I tend to think of Cecil Day-Lewis (1904-1972) as the archetypal career poet: his work accomplished, urbane, but a little manufactured, a little safe, not often charged with the excitement that real poems bring, that sense that something not entirely under the poet’s control has taken him or her by the scruff of the neck and said ‘Oi! You! Listen up!’. But I do very much like this wise, empathic piece that must surely resonate with anyone who has ever been a parent, and if it should prove in the end that a poet’s fate is to be remembered for just one poem, well, that most of us should be so lucky.
Walking Away
It is eighteen years ago, almost to the day –
A sunny day with leaves just turning,
The touch-lines new-ruled – since I watched you play
Your first game of football, then, like a satellite
Wrenched from its orbit, go drifting away
Behind a scatter of boys. I can see
You walking away from me towards the school
With the pathos of a half-fledged thing set free
Into a wilderness, the gait of one
Who finds no path where the path should be.

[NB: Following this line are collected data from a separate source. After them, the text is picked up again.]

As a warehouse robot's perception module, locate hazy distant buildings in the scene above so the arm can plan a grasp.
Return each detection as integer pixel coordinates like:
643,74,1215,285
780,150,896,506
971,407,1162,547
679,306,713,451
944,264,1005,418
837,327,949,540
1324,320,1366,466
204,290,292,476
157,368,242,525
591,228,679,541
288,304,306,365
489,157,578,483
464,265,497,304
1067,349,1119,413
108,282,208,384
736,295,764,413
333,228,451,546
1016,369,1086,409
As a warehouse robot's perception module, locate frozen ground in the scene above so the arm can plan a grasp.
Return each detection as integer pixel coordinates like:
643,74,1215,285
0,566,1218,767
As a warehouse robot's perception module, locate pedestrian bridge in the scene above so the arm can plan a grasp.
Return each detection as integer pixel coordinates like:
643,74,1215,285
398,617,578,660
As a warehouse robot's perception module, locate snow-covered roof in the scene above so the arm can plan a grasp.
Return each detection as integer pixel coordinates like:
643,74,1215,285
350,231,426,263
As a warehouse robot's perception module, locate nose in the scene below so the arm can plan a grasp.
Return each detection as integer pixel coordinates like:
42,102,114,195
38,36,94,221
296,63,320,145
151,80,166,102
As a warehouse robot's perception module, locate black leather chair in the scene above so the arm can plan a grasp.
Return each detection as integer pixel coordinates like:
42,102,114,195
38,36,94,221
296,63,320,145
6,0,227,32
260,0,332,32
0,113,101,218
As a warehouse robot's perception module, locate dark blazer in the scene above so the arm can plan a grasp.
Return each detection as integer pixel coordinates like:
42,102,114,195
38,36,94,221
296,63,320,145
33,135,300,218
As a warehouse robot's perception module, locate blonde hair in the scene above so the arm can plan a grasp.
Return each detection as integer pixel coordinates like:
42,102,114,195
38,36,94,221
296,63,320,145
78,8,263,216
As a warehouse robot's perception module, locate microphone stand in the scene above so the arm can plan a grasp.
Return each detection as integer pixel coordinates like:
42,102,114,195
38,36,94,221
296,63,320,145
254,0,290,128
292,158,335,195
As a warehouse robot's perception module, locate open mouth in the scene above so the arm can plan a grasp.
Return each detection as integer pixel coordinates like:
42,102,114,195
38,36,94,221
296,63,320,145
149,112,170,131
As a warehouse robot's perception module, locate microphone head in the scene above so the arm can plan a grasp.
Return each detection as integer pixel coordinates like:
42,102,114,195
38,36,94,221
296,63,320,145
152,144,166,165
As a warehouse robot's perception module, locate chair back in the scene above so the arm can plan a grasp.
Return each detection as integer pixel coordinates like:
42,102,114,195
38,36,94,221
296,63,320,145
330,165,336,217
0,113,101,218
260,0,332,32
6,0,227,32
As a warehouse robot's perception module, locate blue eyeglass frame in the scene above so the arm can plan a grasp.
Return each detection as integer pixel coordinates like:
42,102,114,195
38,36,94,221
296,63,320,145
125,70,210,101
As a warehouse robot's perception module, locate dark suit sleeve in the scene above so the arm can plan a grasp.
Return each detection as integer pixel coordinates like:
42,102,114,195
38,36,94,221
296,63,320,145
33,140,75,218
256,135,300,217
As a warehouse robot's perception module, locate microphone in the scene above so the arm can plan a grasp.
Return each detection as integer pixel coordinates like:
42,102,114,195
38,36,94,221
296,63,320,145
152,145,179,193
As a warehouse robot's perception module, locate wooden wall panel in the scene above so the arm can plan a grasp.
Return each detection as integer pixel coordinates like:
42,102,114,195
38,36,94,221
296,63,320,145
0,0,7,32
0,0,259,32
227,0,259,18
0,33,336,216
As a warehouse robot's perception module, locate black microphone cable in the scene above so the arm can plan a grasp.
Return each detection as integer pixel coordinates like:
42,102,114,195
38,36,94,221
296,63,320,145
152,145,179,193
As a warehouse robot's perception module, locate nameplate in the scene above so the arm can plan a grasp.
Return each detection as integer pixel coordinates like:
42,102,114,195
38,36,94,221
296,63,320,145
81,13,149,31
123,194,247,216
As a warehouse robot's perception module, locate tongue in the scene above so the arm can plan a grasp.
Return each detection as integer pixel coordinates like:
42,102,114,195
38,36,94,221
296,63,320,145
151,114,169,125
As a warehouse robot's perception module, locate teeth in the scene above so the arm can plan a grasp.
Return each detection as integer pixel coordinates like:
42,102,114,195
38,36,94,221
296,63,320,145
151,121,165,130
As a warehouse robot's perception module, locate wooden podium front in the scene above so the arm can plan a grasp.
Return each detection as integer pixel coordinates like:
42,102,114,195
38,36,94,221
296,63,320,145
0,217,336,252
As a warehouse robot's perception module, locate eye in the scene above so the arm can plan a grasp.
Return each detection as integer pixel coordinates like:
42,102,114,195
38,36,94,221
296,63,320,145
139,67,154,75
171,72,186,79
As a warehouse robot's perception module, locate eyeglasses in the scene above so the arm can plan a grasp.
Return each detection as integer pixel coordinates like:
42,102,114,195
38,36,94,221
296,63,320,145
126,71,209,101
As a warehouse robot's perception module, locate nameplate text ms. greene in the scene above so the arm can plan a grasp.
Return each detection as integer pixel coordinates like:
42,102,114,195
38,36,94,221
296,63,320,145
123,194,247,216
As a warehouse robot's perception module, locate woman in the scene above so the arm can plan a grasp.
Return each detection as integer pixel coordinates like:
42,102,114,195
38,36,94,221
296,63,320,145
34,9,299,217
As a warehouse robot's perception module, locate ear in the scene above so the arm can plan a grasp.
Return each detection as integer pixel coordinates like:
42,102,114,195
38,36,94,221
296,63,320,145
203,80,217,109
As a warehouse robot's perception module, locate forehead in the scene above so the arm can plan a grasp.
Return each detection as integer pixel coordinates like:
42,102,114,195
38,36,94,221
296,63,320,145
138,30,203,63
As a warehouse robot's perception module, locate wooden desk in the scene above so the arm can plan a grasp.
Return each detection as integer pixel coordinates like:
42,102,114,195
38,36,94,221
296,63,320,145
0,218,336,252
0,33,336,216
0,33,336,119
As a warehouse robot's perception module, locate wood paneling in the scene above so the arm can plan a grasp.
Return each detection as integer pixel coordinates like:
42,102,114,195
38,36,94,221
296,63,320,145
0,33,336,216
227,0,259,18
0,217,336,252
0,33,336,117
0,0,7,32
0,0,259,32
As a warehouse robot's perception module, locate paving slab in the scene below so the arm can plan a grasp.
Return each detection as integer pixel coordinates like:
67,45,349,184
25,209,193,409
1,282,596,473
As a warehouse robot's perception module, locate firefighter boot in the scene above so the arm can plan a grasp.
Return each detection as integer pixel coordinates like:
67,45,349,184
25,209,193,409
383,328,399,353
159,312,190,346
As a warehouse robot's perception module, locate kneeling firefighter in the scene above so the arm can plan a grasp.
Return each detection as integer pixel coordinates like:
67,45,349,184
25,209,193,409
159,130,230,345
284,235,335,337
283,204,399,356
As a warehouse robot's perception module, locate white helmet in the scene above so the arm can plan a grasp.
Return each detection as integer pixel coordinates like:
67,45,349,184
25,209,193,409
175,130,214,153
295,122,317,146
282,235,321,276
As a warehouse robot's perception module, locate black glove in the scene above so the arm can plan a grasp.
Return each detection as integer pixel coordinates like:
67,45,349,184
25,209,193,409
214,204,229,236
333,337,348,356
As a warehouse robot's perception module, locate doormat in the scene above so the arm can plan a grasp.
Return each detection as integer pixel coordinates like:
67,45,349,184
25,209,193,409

That hesitant figure, eddying away
Like a winged seed loosened from its parent stem,
Has something I never quite grasp to convey
About nature’s give-and-take – the small, the scorching
Ordeals which fire one’s irresolute clay.
I have had worse partings, but none that so
Gnaws at my mind still. Perhaps it is roughly
Saying what God alone could perfectly show –
How selfhood begins with a walking away,
And love is proved in the letting go.